Reviewed and updated for accuracy on December 10, 2019, by Dr. Jennifer Coates, DVM
There’s enough to think about and keep track of when caring for a puppy—feeding, walking, training, housebreaking (and don’t forget playtime!)—that you might not give their teeth a whole lot of thought.
But in their first 8 months or so, puppies will develop two sets of teeth, and there’s more to caring for them than just making sure they don’t leave marks on your furniture legs.
Here’s all the information you need to know about those cute (and sharp!) little puppy teeth.
How Many Teeth Do Puppies Have?
In the beginning, none.
Like us, dogs are born toothless, but then puppies quickly develop a set of 28 “baby” teeth.
When Do Puppies Get Their Teeth?
“Puppy teeth erupt [emerge from the gums] starting at about 2 weeks of age, and are usually completely in by about 8-10 weeks old,” says Dr. Kris Bannon, DVM, FAVD, DAVDC, owner of Veterinary Dentistry and Oral Surgery of New Mexico.
The incisors often come in first, followed by the canine teeth and the premolars, although there can certainly be some normal variation between individuals.
When Do Puppies Lose Their Baby Teeth?
Puppies develop and lose this set of “baby” teeth just like humans do. These teeth, sometimes known as “milk teeth” or “needle teeth” and referred to as “deciduous teeth” by vets, eventually give way to permanent “adult” teeth.
“The first deciduous teeth are usually lost at about 4 months of age,” Dr. Bannon says. “The last of the baby teeth to fall out are usually the canines, and they are lost at about 6 months old.”
At What Age Do Puppies Get Their Permanent Teeth?
“The permanent teeth start to erupt as soon as the baby teeth start to fall out,” Dr. Bannon says.
Dr. Alexander Reiter, head of the Dentistry and Oral Surgery Service at the University of Pennsylvania School of Veterinary Medicine, says that the permanent teeth can start to appear at 2 months:
2-5 months: incisors
5-6 months: canine teeth
4-6 months: premolars
4-7 months: molars (these only come in as part of the permanent set)
By the time a dog is 7 or 8 months old, they should have all of their permanent teeth—a total of 42 adult teeth in all.
How Long Do Puppies Teethe?
Teething is a months-long process. It starts when puppies are around 2 weeks old and their first baby teeth start to come in and usually ends at around 8 months of age, when all the adult teeth are fully erupted.
During this time, puppies will need to chew on appropriate items to relieve the discomfort associated with teething.
The chewing during a puppy’s teething period is also a way for them to explore their environment and relieve boredom.
How to Care for a Teething Puppy
Dr. Reiter says that the discomfort of puppy teething is often overdramatized.
If your puppy is still engaging in normal activities like eating, drinking, socializing, grooming and exploring, then there isn’t really a problem.
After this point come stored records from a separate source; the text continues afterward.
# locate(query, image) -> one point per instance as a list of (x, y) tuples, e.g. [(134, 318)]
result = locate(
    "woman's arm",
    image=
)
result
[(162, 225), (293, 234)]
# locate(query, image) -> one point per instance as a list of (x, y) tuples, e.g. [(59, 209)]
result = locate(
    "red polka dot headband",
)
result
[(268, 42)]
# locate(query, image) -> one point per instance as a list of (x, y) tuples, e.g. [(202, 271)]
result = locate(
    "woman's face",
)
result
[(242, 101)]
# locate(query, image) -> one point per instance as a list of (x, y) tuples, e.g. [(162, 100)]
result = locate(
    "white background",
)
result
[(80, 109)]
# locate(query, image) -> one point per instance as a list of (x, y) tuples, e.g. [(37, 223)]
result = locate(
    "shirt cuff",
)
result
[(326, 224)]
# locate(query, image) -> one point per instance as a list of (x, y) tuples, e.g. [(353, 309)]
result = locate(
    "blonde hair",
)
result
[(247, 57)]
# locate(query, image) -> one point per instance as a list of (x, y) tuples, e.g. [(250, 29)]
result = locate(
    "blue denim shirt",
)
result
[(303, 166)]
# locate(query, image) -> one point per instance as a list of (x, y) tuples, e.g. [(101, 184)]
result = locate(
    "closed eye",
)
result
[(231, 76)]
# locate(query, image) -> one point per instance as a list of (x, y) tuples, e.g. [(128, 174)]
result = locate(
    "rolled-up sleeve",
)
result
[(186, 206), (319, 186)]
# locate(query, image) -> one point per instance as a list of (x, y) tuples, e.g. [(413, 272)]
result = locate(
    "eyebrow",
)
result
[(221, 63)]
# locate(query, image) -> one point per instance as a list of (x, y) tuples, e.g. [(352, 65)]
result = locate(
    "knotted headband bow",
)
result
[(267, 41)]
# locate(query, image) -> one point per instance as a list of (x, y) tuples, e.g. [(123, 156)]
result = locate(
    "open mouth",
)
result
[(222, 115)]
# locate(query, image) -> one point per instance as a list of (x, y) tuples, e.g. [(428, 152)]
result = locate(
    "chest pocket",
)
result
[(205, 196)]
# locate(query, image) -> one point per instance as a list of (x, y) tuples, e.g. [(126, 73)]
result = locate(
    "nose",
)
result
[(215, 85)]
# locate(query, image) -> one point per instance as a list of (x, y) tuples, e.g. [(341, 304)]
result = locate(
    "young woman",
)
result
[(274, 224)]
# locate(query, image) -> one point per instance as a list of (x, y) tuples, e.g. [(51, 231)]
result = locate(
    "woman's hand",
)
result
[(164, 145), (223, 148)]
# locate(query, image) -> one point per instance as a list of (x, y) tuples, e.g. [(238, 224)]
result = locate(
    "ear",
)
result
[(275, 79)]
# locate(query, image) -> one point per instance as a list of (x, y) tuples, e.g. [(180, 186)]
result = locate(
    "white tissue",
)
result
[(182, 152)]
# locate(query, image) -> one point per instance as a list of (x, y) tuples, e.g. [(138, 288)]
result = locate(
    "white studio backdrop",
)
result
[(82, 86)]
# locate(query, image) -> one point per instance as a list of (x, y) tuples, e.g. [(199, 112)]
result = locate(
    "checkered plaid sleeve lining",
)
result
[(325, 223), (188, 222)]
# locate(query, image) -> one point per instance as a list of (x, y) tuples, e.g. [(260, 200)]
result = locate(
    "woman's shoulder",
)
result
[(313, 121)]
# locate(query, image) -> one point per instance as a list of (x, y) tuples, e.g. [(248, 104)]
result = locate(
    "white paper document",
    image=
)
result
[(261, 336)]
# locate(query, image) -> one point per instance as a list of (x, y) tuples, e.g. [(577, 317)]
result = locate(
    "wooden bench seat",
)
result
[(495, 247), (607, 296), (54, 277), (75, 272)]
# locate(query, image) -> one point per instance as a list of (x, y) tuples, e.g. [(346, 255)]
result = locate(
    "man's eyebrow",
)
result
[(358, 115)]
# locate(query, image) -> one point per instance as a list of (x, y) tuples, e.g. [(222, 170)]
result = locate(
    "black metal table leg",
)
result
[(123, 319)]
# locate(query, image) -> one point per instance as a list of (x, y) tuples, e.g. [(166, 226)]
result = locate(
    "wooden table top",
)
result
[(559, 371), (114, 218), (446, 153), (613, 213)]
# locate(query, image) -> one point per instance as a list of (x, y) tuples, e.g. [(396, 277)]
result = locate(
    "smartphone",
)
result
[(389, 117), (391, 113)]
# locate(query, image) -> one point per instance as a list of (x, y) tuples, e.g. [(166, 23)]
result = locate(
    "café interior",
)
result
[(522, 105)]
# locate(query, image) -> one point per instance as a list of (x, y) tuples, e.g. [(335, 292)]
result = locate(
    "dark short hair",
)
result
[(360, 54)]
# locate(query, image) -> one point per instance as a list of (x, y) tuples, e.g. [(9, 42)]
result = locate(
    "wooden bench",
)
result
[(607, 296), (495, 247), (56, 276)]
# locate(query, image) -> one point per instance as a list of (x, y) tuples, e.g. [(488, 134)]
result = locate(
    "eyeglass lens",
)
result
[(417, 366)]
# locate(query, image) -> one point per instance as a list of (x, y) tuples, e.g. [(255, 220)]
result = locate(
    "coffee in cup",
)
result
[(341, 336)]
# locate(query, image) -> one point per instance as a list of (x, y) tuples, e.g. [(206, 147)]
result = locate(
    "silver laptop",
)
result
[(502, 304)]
If they aren’t doing some of these things, he says, and the pain or discomfort is affecting his quality of life, then your puppy may need to see the vet.
“There is not much for the owners to do during the transition,” Dr. Bannon says. “The best thing is for the owners to supply good, safe chews so that the dog can teethe on appropriate items.”
Look for puppy teething toys that are soft and flexible and bend easily in your hand. “If it is too hard to bend, flex or break, it is too hard to give to the puppy,” Dr. Bannon says.
What to Do When a Puppy Starts Losing Teeth
Both Dr. Bannon and Dr. Reiter recommend letting the baby teeth fall out on their own, and advise against trying to pull loose teeth out.
The teeth have very long roots, Dr. Bannon says, and pulling a tooth can break a root, leaving part behind and leading to an infection.
However, something does need to be done in cases of retained deciduous teeth, where the permanent tooth is coming up in the same space that a baby tooth is still occupying.
“If the (baby) tooth remains in place while the adult tooth is coming in, this causes a disruption in the location of the adult tooth, causing an occlusion problem (a bad bite),” Dr. Bannon says.
“We also see periodontal disease which occurs very quickly when there is crowding,” says Dr. Bannon.
When a retained deciduous tooth is present, you should schedule an appointment with your veterinarian to have the baby tooth removed.
How to Take Care of Puppy Teeth
Dr. Reiter recommends getting your puppy used to you touching his mouth early on. “Raise their lips and touch their gums and teeth in a slow, playful way,” he says.
This will not only make it easier for you to introduce a dental care regimen and recognize any oddities or problems with their teeth or mouths, it’ll also prime your pup for their veterinarian’s oral examinations.